Armour, Greenhill and Floyd hope their broader educations are an asset in the medical school application process, yet all three say their decision to take this approach was anchored in their own intellectual interests.
"I have the rest of my life to study medicine and science," explains Greenhill '98, who has always planned to attend medical school. "I figured I might as well study something different while I had the chance."
She says her Spanish major has demonstrated how a different language can mold culture and beliefs, and she believes she will better be able to treat patients who don't share the same culture or background as herself. Both of Greenhill's parents attended medical school, and she says they encouraged her to study something different as an undergraduate. They believed the broader experience would not only maker her a better doctor, but help her in the admission process, she explains.
For Armour, majoring in music was a natural choice, despite the fact he had always aced his science courses.

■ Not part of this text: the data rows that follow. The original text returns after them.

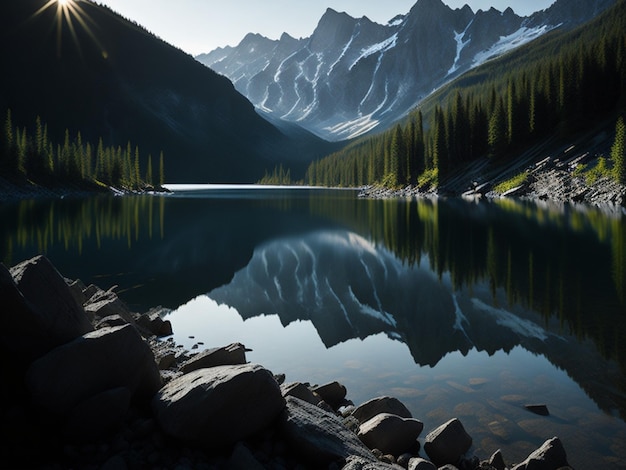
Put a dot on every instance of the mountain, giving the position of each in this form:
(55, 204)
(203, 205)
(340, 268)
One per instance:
(354, 75)
(108, 78)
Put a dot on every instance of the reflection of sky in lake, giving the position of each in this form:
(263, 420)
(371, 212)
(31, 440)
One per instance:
(487, 358)
(486, 392)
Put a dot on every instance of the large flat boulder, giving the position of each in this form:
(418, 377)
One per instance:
(320, 436)
(219, 406)
(230, 355)
(551, 455)
(375, 406)
(39, 310)
(390, 434)
(98, 361)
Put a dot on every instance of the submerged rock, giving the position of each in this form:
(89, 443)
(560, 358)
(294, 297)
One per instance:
(447, 443)
(551, 455)
(375, 406)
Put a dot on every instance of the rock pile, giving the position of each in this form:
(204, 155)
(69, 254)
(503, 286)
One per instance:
(91, 385)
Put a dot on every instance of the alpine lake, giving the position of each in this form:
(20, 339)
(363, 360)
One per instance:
(458, 308)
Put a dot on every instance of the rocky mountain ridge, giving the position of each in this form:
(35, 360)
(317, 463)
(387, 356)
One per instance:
(353, 75)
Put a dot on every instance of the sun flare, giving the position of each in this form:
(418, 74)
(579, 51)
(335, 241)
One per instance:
(70, 14)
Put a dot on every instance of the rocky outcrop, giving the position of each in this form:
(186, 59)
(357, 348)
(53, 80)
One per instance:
(39, 311)
(391, 434)
(549, 456)
(319, 435)
(447, 443)
(98, 400)
(98, 361)
(219, 406)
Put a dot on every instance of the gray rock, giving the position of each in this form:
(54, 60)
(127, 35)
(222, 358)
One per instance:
(359, 463)
(375, 406)
(39, 311)
(332, 393)
(154, 323)
(220, 405)
(98, 415)
(391, 434)
(549, 456)
(94, 363)
(541, 410)
(447, 443)
(497, 460)
(110, 321)
(233, 354)
(301, 391)
(318, 435)
(106, 303)
(417, 463)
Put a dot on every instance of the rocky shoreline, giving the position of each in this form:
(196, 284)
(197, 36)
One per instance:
(91, 384)
(548, 180)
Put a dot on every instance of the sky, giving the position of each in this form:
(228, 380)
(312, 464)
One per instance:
(198, 26)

"Music has always been an important part of my life. I couldn't see myself studying strictly science for four years of college and four years of medical school. While at Haverford, I wanted to find a balance between music and pre-medicine," he explains. "I think I have gained just as much from music and the arts as I have from the sciences. There are different ways of thinking involved - different methods of approach."
But throughout his career at Haverford, Armour '98 has never lost sight of his dream of becoming a doctor, and he has made a point of gathering as much outside medical experience as possible. He has participated in four Haverford externships where he has shadowed a pediatrician, an otolaryngologist, an obstetrician/gynecologist and a neurologist. For two summers he also worked in an internship with an ear, nose and throat specialist.

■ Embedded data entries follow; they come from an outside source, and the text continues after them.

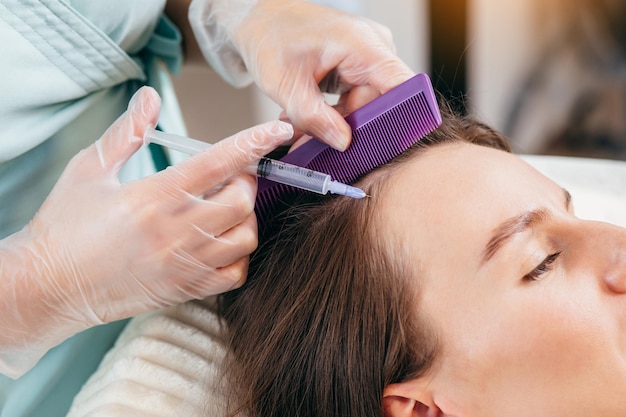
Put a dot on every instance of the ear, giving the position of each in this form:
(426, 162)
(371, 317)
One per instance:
(409, 399)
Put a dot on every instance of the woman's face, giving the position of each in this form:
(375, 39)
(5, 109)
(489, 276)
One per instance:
(528, 301)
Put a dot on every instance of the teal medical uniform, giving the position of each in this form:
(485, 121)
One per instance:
(68, 70)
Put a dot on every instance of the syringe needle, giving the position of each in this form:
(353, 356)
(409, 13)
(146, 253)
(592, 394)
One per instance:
(270, 169)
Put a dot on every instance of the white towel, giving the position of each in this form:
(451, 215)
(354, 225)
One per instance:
(165, 363)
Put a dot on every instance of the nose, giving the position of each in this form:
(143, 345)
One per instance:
(606, 250)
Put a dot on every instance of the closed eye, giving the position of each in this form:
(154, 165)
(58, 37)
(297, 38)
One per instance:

Floyd, a third year student who juggles over five courses a semester for his double major in biology and philosophy, says he has wanted to be a doctor for as long as he can remember. He admits to mapping out T.V. Guides as a kid to find out whenever a medical program was slated for the "Discovery Channel."
But by his sophomore year at Haverford, he realized he wanted to delve into ways of thinking that weren't just based on scientific inquiry.
"Although I think scientifically, I really enjoy the humanities and the arts," Floyd explains. "I realized there was some aspect of science as it applies to medicine that was essentially humanistic, and I wanted to explore that."
Although Floyd says the academic cross-overs between his actual biology and philosophy classes are limited, he says they often come together when he thinks about his future medical career.
"In my mind medicine is an art form in the purest sense," Floyd explains. "To me, art is that which takes the ugly or mundane and, from it, crafts beauty or novelty. For humans, illness is the most visceral ugliness, the privation of that which is most precious to us: health. Insofar as medicine is capable of contributing to the process of building or re-building health from illness, it is essentially an art form - a process of beautification."